A stem cell transplant is the only curative treatment for myelofibrosis, and Summer was concerned the process was too risky. She admits she may have considered the option if she’d been younger. Instead she chose to start treatment with a kinase inhi- bitor and has beaten the odds she was originally given. This medi- cation has improved her blood counts, and she expects she has many years ahead.
“At first, the side effects were difficult,” Summer said. “I felt sharp pins in my head and back, then dizziness and leg cramps. Slowly, these lessened the longer I took the medicine. Now, I only have leg cramps every once in a while.”
She remains on the targeted therapy, which she knows will eventually stop working. Her doctor said there is another drug she can switch to when that happens. Meanwhile, she has blood tests every month and sees the doctor every three months.
“When I was diagnosed, I only told a few people, so Jeff was my primary support,” she said.

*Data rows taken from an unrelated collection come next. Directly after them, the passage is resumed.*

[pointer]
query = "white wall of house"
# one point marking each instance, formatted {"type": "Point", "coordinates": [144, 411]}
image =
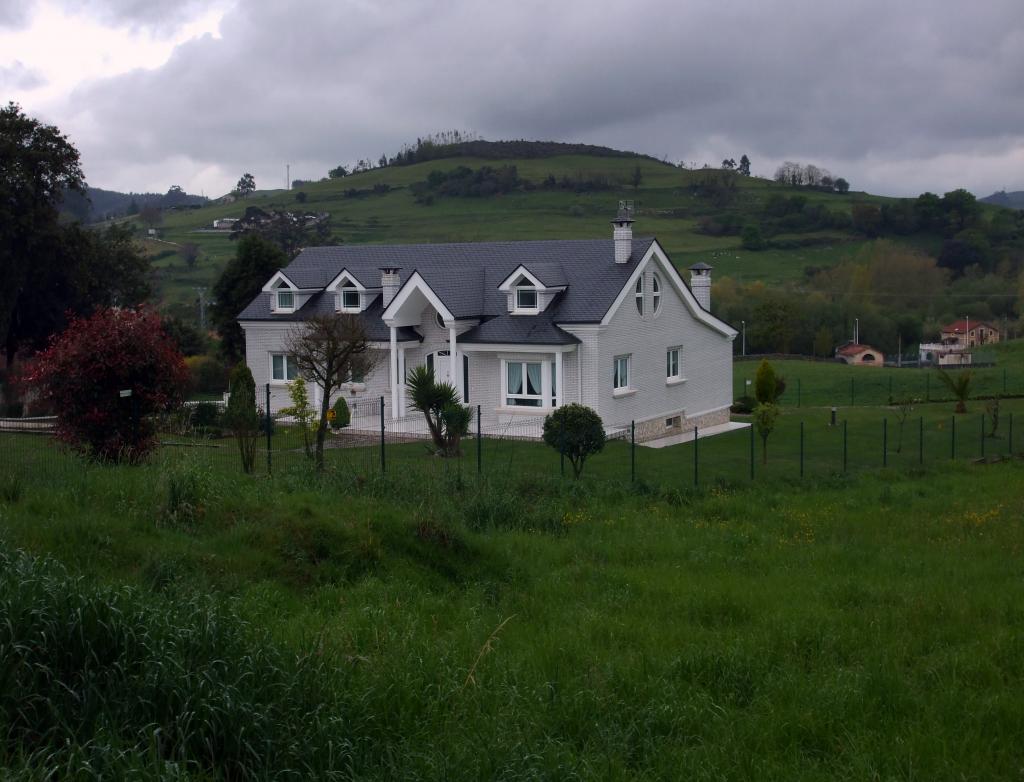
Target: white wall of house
{"type": "Point", "coordinates": [705, 392]}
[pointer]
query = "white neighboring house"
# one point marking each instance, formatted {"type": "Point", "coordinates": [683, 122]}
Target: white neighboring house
{"type": "Point", "coordinates": [519, 328]}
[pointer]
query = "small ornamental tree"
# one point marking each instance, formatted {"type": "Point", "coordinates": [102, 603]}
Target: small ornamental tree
{"type": "Point", "coordinates": [768, 387]}
{"type": "Point", "coordinates": [576, 431]}
{"type": "Point", "coordinates": [303, 414]}
{"type": "Point", "coordinates": [448, 421]}
{"type": "Point", "coordinates": [242, 418]}
{"type": "Point", "coordinates": [85, 370]}
{"type": "Point", "coordinates": [765, 416]}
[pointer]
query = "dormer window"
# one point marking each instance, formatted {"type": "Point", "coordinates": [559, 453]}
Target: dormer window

As Jeff researched the disease, he found information for survivors and caregivers on a myelofibrosis support group on Facebook.
“Finding that group was a godsend,” he said. “I also found support through the Leukemia & Lymphoma Society, the MPN Research Foundation and the Patient Empowerment Network (PEN).” Summer and Jeff are now both involved with the PEN, offering their knowledge and experience to others with the same diagnosis.
“Today, we create new YouTube videos addressing common questions and concerns of people with myelofibrosis,” Summer said.
Summer’s attitude helps her face her condition.
“I used my experience in theater and comedy to write a comedy routine about my experiences,” she said. “Using comedy lifted my spirits and helped me process what was happening in a creative way. How I think about cancer is the key. I believe in setting goals, creating vision boards and maintaining an active interest in life. One of my goals became sharing the routine with support groups and others with myelofibrosis. I’ve performed it for several groups, Rotary clubs and for the myelofibrosis Facebook group.”
While Summer used her creative talents to reach out to others, Jeff sought support to be the best caregiver he could be.
“As a caregiver, you need to meet your loved one where they are regardless of whether they show symptoms,” Jeff said. “It’s important that you listen very closely to them and provide what they need. This is a difficult cancer to cure and everyone responds differently, so each person’s needs will vary. But there is support!”
“My philosophy is nobody has more than this moment,” Summer said. “Set goals, accomplish them and do the things you want to do. Keep living!”